Asked about the career memory of pitching against Ripken, Mussina answered perfectly, "I always thought it was just a career memory just playing with Cal, not necessarily having to pitch to him."
It was Mussina who started No. 2,132, just as it was Mussina who answered suggestions he lacked postseason fortitude by allowing only four runs in 29 innings in the 1997 Division Series and ALCS. Just as it was Mussina, criticized for "preserving" himself while leading the league in innings last year, who returned less than four weeks after suffering a gruesome injury from a liner in 1998.
That connection ended last November when Mussina accepted the Yankees' six-year, $88.5 million offer that included no deferred money. The Orioles had offered $78 million over the same term with $18 million deferred, a stipulation that made the average annual value about $2 million per year less than the Yankees' offer.
To some, the Yankees deal will always represent blood money. The week's talk shows have been filled with the chattering class insisting money shouldn't have mattered, or that it was OK for Mussina to leave for anywhere except the Bronx. They'll always believe the organizational mantra that Mussina's sole reason for leaving "begins with M and ends with Y." Yet this is the pitcher who signed an undervalued three-year extension in 1997 because he feared where free agency might take him.
Introducing facts or Mussina's personal history to argue against the claim does little good.
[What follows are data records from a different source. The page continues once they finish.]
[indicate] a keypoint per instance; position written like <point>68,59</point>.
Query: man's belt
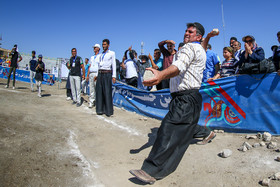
<point>104,71</point>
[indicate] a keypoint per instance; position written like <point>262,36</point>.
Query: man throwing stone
<point>180,124</point>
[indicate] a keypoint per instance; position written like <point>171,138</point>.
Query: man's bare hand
<point>170,41</point>
<point>155,80</point>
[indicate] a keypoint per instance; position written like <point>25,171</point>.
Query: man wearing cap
<point>106,75</point>
<point>15,59</point>
<point>39,68</point>
<point>252,53</point>
<point>92,74</point>
<point>75,65</point>
<point>179,126</point>
<point>168,55</point>
<point>32,65</point>
<point>237,50</point>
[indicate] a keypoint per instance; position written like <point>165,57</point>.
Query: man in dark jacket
<point>252,53</point>
<point>14,65</point>
<point>40,68</point>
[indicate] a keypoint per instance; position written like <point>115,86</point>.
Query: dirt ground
<point>49,142</point>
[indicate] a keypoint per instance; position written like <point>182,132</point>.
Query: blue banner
<point>24,76</point>
<point>242,104</point>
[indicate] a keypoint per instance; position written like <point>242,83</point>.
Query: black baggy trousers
<point>104,100</point>
<point>176,132</point>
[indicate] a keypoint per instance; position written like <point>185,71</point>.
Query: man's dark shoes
<point>207,139</point>
<point>143,176</point>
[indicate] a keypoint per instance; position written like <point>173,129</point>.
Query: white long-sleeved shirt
<point>131,69</point>
<point>190,61</point>
<point>94,63</point>
<point>108,62</point>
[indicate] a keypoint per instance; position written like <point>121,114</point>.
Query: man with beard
<point>179,126</point>
<point>106,75</point>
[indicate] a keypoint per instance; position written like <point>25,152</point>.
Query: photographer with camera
<point>40,68</point>
<point>14,65</point>
<point>253,53</point>
<point>131,67</point>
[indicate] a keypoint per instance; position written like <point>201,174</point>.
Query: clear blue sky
<point>52,28</point>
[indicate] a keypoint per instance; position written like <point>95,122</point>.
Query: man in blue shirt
<point>32,65</point>
<point>212,64</point>
<point>85,81</point>
<point>157,63</point>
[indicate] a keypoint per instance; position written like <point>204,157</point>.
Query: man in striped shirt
<point>179,126</point>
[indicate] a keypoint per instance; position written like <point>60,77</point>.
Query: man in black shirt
<point>14,65</point>
<point>40,68</point>
<point>32,65</point>
<point>75,65</point>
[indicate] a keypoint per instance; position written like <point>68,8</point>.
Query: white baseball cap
<point>96,45</point>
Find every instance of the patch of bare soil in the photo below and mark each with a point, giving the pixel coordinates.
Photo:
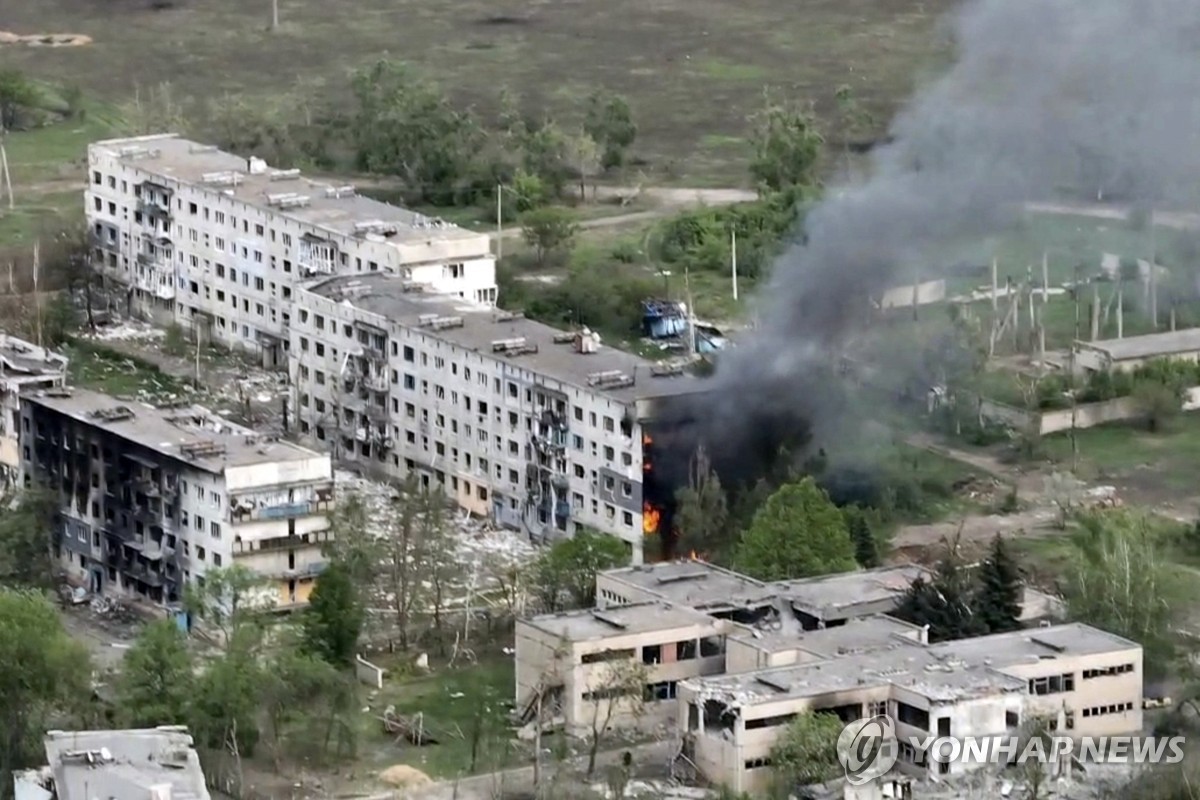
(45, 40)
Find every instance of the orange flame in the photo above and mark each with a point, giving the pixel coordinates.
(651, 518)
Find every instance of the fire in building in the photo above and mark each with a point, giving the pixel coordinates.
(153, 498)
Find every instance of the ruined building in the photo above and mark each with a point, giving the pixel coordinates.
(23, 366)
(730, 660)
(153, 498)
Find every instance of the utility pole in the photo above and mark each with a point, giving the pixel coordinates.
(733, 252)
(499, 221)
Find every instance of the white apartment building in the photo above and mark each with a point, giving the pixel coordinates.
(153, 498)
(217, 244)
(538, 428)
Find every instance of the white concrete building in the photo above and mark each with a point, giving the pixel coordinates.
(153, 498)
(535, 427)
(217, 242)
(23, 366)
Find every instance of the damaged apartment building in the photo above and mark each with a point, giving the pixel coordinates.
(217, 244)
(153, 498)
(23, 367)
(730, 660)
(538, 428)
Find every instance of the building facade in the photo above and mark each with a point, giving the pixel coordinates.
(23, 367)
(538, 428)
(217, 244)
(153, 498)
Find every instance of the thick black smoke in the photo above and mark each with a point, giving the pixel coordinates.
(1093, 96)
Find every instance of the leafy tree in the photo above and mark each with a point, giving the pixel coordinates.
(796, 534)
(787, 146)
(807, 752)
(27, 524)
(1120, 582)
(333, 620)
(42, 671)
(945, 603)
(702, 515)
(157, 677)
(610, 122)
(18, 94)
(867, 549)
(565, 572)
(999, 600)
(406, 127)
(549, 230)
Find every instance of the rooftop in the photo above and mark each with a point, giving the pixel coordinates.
(124, 764)
(696, 584)
(19, 358)
(864, 635)
(484, 330)
(1147, 346)
(946, 672)
(829, 595)
(192, 434)
(330, 206)
(616, 620)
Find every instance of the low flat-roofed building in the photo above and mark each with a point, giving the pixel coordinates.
(1132, 352)
(153, 498)
(751, 649)
(148, 764)
(1080, 678)
(696, 584)
(568, 659)
(23, 367)
(831, 600)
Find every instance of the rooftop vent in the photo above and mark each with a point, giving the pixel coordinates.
(610, 379)
(114, 414)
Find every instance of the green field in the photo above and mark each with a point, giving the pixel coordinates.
(693, 70)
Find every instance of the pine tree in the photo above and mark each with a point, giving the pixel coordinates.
(1000, 589)
(867, 549)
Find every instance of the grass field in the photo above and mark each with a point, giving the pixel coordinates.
(693, 70)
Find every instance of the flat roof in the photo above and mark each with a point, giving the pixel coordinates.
(180, 433)
(696, 584)
(946, 672)
(385, 294)
(175, 158)
(864, 635)
(1146, 346)
(834, 593)
(124, 763)
(618, 620)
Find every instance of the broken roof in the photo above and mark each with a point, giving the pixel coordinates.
(618, 620)
(191, 434)
(329, 206)
(696, 584)
(947, 672)
(1146, 346)
(831, 596)
(483, 328)
(124, 763)
(856, 636)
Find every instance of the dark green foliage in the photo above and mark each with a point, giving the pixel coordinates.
(1000, 589)
(867, 549)
(796, 534)
(334, 617)
(565, 572)
(157, 678)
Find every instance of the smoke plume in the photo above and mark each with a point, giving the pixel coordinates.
(1092, 96)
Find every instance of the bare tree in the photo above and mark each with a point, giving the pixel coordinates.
(619, 691)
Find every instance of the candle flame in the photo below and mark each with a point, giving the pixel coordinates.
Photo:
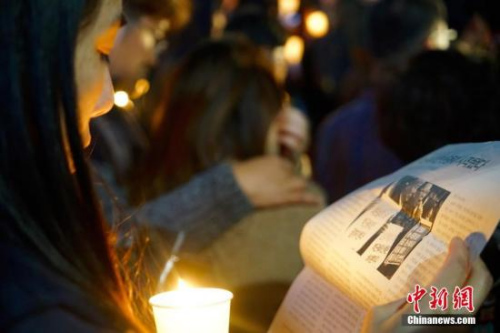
(183, 285)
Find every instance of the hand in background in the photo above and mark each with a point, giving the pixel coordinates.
(456, 271)
(269, 181)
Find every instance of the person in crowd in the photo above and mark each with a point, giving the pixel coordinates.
(61, 272)
(222, 194)
(442, 98)
(204, 122)
(258, 21)
(349, 152)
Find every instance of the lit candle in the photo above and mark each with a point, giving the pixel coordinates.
(192, 310)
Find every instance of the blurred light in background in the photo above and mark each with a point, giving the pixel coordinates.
(441, 37)
(219, 21)
(294, 49)
(288, 7)
(121, 99)
(317, 24)
(141, 87)
(291, 21)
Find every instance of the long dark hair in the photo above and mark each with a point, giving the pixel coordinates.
(46, 207)
(219, 105)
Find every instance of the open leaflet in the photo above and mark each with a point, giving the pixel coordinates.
(374, 245)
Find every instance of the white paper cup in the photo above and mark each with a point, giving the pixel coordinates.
(192, 310)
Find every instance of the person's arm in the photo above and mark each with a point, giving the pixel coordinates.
(205, 207)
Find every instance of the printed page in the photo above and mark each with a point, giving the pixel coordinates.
(313, 305)
(378, 242)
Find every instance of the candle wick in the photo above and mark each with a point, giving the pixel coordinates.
(172, 259)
He was one of us; now he's one of them. Case closed.
Mussina failed to give majority owner Peter Angelos last call, a pledge he made shortly after last season. "It was like calling somebody over and over to do something and them always having an excuse not to," Mussina said Friday. "After a while, you take the hint and stop calling."
To others, Mussina was just the most recent star left standing in the organization's checkout line because of a four-corners negotiating tack that frustrated Brady Anderson and Rafael Palmeiro before him. In Anderson's instance, waiting cost the Orioles two extra seasons on a five-year, $31 million deal the club now regrets. With Palmeiro, it cost the franchise good faith as he signed for less money with the Texas Rangers after waiting 10 months for the Orioles to match his asking price of $50 million over five years.
Dragging out the Mussina negotiations for more than two years allowed the matter to become complicated by last summer's clubhouse purge, a bloodletting that incensed Mussina when it came to include left fielder B. J. Surhoff and catcher Charles Johnson. "A little carried away" was how he described the front office's trade fervor.
"I don't think [staying] ever became less important to me. I think at the trade deadline when we traded six people it became apparent to me they had made the decision to do other things and go in a different direction," Mussina said.
"I kind of told myself at the time they were obviously trying to do something else. If they don't come to me in the near future and say, 'Look, we know we made all those changes but we want you to be part of it. Let's get this done so we can focus on all this other stuff we have to focus on.' ... If that didn't happen the first two weeks after that, it just made sense that things were probably going to be different come this season. And that's just the way things worked out."
But the rehash neither assuages those incensed nor satisfies those who miss Mussina's presence. The referendum comes today at 1:35 p.m. The Orioles will have their packed house. Those who stood, cheered and even wept over Mussina's last inning on Sept. 30 against the Yankees will have their final say.
Mussina knows there will two sides this afternoon no matter what he says or does. But if an imperfect season could be interrupted by a perfect moment, a grand baseball town would rise to greet Mussina when he appears for the bottom of the first inning. It would make him wait to face Brady Anderson and make him break his glower to acknowledge their appreciation. Then it will let him pitch. Then he is a Yankee.